After explaining why Obama has been a poor President, and why it is the Republican's election to lose, former Bush speechwriter and political commentator Peggy Noonan had this to say.
Obama Is Likely to Lose - WSJ.com
You would think Democratic professionals, who read the same numbers Republicans do and pick up similar trends, would be hanging their heads in despair.
They are not. They have hope. Their hope is that Republicans in the early caucus and primary states will go crazy.
They hope the GOP will nominate for the presidency someone strange, extreme or barely qualified. They hope that in a mood of antic cultural pique, or in a great acting out of disdain for elites, or to annoy the mainstream media, Republican voters will raise high candidates who are unacceptable to everyone else. Everyone else of course being the great and vital center, which hires and fires presidents. The Democrats' hope is that centrists will look at the Republican nominee and, holding their nose, choose the devil they know. Especially if the one they don't know seems to have little horns under his hair.
Republicans voting in recent presidential primaries have tended to pick the candidates who are viewed as the moderate in the raceBob Dole in 1996, George W. Bush in 2000, John McCain in 2008. But in truth, there are some pretty antic candidates out there this year.
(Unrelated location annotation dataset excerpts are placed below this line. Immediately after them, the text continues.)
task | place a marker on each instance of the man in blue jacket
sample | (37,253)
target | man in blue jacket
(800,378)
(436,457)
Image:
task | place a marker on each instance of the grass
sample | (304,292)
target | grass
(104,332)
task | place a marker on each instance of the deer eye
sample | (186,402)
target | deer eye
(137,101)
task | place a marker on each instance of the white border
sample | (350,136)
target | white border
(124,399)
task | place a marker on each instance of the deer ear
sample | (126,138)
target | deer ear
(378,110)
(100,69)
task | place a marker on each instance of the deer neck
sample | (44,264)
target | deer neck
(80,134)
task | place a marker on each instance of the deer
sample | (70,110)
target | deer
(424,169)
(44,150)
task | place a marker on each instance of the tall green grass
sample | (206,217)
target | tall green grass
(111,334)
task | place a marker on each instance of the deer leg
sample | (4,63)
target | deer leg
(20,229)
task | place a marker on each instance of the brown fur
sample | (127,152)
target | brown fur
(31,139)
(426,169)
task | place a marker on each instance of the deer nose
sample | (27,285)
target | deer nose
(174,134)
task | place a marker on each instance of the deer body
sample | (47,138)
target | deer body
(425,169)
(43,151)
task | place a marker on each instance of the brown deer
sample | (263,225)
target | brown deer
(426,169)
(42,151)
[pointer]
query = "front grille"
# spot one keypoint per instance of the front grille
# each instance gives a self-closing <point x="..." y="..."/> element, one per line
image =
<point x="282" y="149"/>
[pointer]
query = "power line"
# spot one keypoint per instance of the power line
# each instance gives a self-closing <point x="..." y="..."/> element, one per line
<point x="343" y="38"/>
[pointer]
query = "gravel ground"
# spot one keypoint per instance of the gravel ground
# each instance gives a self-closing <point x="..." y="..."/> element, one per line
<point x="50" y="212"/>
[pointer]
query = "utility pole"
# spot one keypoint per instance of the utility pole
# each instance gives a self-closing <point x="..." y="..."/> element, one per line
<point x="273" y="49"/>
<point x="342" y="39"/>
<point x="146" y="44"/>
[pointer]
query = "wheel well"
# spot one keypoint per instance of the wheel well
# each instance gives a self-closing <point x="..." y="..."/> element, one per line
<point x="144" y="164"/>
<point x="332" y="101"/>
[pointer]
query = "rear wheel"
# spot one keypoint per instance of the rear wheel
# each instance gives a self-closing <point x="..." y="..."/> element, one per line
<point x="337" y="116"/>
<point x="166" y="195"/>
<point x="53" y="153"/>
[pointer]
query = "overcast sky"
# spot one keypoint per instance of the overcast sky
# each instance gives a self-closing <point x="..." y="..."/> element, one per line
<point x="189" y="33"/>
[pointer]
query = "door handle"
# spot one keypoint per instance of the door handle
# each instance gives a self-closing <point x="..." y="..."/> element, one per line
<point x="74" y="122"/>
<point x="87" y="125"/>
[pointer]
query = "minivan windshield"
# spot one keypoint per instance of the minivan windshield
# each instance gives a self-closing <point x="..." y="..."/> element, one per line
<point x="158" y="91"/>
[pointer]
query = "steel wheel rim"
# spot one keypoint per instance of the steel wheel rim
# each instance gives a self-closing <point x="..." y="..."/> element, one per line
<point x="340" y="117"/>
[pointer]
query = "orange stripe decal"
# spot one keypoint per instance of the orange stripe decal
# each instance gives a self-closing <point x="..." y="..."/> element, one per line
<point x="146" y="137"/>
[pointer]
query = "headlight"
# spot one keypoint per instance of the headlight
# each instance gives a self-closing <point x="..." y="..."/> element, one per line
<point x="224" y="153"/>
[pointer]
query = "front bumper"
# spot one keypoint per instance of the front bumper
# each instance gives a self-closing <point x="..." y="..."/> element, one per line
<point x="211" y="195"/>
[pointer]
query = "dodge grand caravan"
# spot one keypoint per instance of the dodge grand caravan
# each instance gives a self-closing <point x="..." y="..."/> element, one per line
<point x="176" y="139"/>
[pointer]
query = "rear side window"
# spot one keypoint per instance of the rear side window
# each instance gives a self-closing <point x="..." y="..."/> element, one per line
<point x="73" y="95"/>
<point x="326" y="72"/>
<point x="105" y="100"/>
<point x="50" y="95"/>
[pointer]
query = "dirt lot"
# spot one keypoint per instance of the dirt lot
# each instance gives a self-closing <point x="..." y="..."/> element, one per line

The great question of the coming year is not, "Will Obama reignite his base?" or, "Will the Democrats outraise and outspend the GOP?" It is: Will the GOP be serious? Will Republicans be equal to their history, their tradition and the moment? If they areif they recruit and support candidates who can speak to the entire country, who have serious experience and accomplishments, who are grounded and credible, then they will win centrist support. And with it they will likely win the thing without which they cannot achieve the big changes they seek, and that is the presidency.